The role of the collected chemicals in the male bees’ lives and the ultimate causes of euglossine fragrance collection were subject to much speculation but have remained a mystery. Proposed functions include exposure of fragrances during courtship for short- or long- range attraction of females (Vogel 1966; Schemske and Lande 1984), exposure for attraction of conspecific males in order to form leks (Dodson 1975), sequestration and metabolisation of fragrances as precursors of sex pheromones (Williams and Whitten 1983), chemical nuptial gifts to females which may use them for impregnating nests against microbial enemies, and use as an antipredator defense by the males themselves (Roubik 1989). None of these hypotheses has received direct observational or experimental support.

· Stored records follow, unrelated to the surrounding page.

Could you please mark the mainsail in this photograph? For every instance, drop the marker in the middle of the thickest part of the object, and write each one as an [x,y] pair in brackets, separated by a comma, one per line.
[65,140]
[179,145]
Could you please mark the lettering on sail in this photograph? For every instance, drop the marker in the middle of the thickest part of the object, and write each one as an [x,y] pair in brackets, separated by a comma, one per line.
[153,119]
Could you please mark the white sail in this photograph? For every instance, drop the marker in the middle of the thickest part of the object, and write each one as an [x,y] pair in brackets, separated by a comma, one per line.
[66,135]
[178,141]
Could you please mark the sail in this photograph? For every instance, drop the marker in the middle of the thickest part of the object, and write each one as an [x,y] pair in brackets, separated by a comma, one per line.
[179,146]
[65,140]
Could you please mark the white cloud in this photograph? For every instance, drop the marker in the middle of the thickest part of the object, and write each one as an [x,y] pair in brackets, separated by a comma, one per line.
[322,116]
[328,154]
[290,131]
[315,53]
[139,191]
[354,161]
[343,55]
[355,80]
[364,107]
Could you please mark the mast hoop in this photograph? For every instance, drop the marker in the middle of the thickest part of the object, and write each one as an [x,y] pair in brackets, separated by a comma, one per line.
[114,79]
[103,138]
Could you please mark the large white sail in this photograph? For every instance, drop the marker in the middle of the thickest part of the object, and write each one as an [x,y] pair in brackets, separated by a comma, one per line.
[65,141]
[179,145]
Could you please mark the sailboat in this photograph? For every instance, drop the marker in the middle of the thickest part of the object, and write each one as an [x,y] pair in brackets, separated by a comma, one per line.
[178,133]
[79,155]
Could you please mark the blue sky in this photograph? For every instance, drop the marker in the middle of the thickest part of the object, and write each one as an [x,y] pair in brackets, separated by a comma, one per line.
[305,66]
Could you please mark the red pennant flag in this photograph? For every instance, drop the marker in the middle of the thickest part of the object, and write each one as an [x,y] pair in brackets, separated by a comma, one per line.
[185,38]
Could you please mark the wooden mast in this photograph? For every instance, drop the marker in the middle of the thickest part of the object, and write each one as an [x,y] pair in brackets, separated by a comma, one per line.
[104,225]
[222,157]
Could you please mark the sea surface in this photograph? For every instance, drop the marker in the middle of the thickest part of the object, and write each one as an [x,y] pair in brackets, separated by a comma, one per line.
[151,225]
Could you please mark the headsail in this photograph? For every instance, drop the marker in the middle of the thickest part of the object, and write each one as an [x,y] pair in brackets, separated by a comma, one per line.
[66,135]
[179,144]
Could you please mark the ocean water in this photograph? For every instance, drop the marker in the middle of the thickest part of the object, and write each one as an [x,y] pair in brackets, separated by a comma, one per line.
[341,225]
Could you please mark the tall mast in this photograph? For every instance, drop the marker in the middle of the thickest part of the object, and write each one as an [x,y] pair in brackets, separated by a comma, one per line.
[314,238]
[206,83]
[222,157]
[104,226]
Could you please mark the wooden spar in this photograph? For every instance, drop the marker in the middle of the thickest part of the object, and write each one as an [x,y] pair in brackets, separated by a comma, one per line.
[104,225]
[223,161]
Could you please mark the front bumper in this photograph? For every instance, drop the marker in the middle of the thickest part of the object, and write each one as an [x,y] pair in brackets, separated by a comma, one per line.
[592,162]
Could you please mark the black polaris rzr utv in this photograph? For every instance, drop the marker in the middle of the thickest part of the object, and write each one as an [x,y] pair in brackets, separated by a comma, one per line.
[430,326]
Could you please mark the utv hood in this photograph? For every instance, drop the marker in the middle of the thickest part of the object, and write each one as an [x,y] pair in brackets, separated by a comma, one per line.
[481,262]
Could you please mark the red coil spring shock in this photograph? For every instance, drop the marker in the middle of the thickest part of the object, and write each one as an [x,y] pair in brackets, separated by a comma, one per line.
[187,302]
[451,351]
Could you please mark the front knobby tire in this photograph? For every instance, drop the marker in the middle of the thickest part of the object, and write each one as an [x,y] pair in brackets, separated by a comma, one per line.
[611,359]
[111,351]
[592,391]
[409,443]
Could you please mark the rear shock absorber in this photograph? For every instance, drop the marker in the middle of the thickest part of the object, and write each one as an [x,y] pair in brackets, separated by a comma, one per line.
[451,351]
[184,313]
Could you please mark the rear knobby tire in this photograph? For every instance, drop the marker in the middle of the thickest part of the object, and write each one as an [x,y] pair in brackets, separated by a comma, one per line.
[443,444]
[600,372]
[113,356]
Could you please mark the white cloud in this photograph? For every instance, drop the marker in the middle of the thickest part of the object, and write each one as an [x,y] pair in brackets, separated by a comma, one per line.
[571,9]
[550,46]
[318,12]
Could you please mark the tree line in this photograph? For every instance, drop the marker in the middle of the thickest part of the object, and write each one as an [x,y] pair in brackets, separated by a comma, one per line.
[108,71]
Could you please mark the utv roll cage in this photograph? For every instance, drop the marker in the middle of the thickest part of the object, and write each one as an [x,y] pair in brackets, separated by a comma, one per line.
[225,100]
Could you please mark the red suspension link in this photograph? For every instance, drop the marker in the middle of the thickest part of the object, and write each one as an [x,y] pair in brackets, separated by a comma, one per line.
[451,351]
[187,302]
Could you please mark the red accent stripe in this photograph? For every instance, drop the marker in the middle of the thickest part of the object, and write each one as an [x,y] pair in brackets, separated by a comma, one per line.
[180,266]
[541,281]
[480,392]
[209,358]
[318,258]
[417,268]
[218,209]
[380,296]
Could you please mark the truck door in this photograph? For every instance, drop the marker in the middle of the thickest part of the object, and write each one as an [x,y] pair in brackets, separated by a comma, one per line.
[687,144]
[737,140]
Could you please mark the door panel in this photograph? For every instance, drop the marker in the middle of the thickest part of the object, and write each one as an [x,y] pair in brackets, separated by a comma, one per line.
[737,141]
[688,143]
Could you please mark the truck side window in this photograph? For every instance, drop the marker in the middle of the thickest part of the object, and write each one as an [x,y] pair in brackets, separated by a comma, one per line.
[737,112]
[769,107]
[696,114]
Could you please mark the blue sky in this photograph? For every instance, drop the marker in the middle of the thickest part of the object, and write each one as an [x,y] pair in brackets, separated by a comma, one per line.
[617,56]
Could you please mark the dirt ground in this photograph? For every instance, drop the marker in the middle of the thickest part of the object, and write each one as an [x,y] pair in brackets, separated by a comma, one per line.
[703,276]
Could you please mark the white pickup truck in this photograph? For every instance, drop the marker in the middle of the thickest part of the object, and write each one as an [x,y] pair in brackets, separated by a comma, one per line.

This lack of stringent testing is due to difficulties with observing euglossine mating behavior. Males of some species are known to perch on stems or branches in the vicinity of forest clearings, where matings are rarely but occasionally observed (Kimsey 1980; Stern 1991; Eltz et al. 2003). At these perch sites, the males perform a characteristic display behavior which involves lengthy series of hovering flights (genus Euglossa) or series of wing buzzes (genus Eulaema) interchangeably with erect standing on the perch. Depending on species and/or situation the males either perch alone or in interaction with a few to many conspecific males (Peruquetti 2000).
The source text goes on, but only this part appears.